Central bankers around the world undertook unprecedented measures in the wake of the 2007-2008 global financial crisis. The failure of governments and politicians to create demand and keep economies moving during that tumultuous period put the burden of avoiding a second Great Depression on central bankers' shoulders and demanded new and creative responses. Among those innovations was quantitative easing, the purchase of trillions of dollars of bonds and other assets to insert liquidity into markets. Those central bankers today must figure out how to end and reverse quantitative easing without triggering the effects they sought to avoid nearly a decade ago.

A day of reckoning is approaching.
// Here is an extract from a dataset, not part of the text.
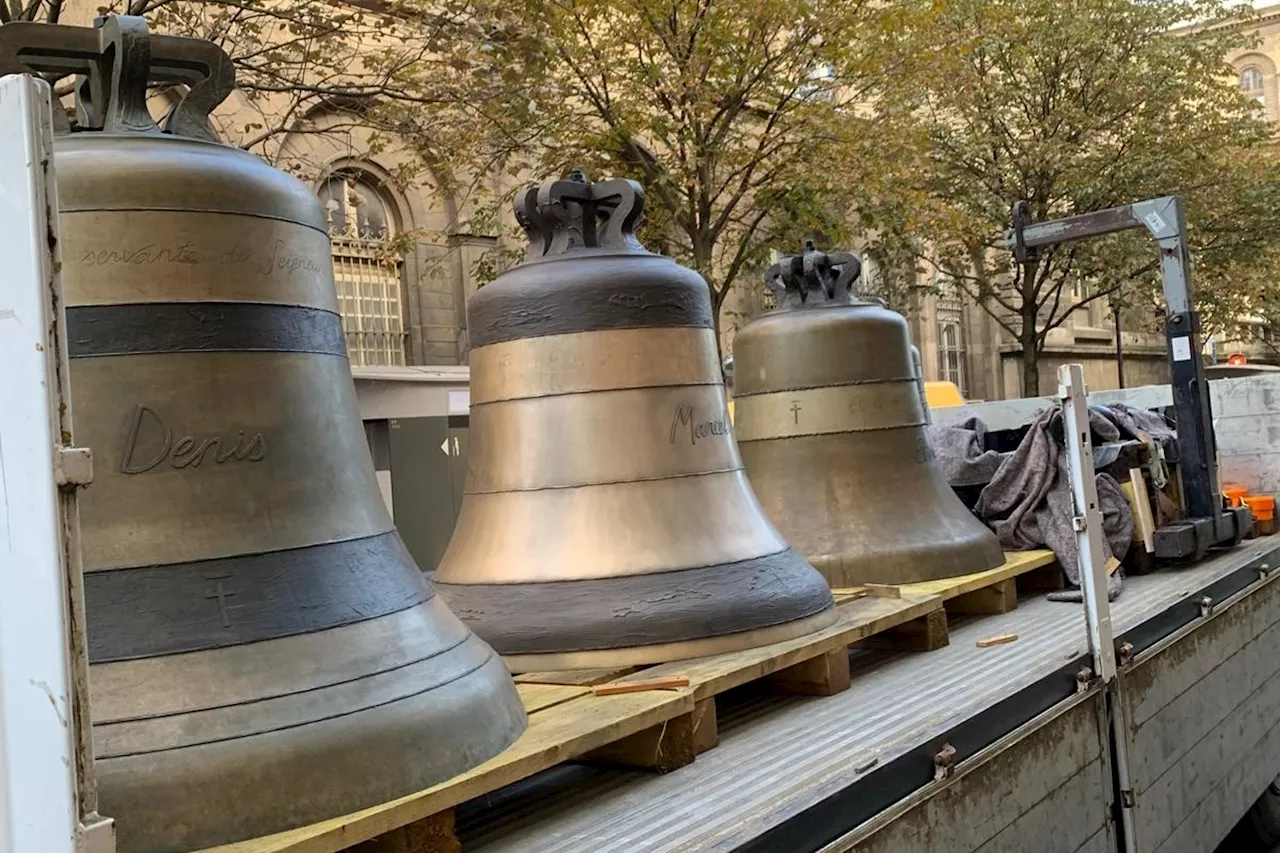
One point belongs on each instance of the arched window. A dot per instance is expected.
(951, 355)
(366, 269)
(1251, 80)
Last week, the Federal Reserve announced that it is ready to end its quantitative easing program. That conclusion is based on an assessment that the U.S. economy is strong enough to stand on its own two feet without central bank assistance. The return of slow but steady growth and lower unemployment rates suggests the Fed's analysis is correct. What is not clear, however, is how markets will react to the decision to shed trillions of dollars of assets.

The Fed launched its quantitative easing program in 2008 after determining that traditional instruments to influence demand — lowering bank lending rates — would have little effect in a world in which there was no appetite for borrowing. Instead, the Fed opted to create demand by purchasing an estimated $3.5 trillion of Treasury bonds and mortgage-backed securities. By buying assets, the Fed eliminated the need for sellers to offer high interest rates to attract buyers, which would have raised interest rates throughout the economy and made recovery harder still.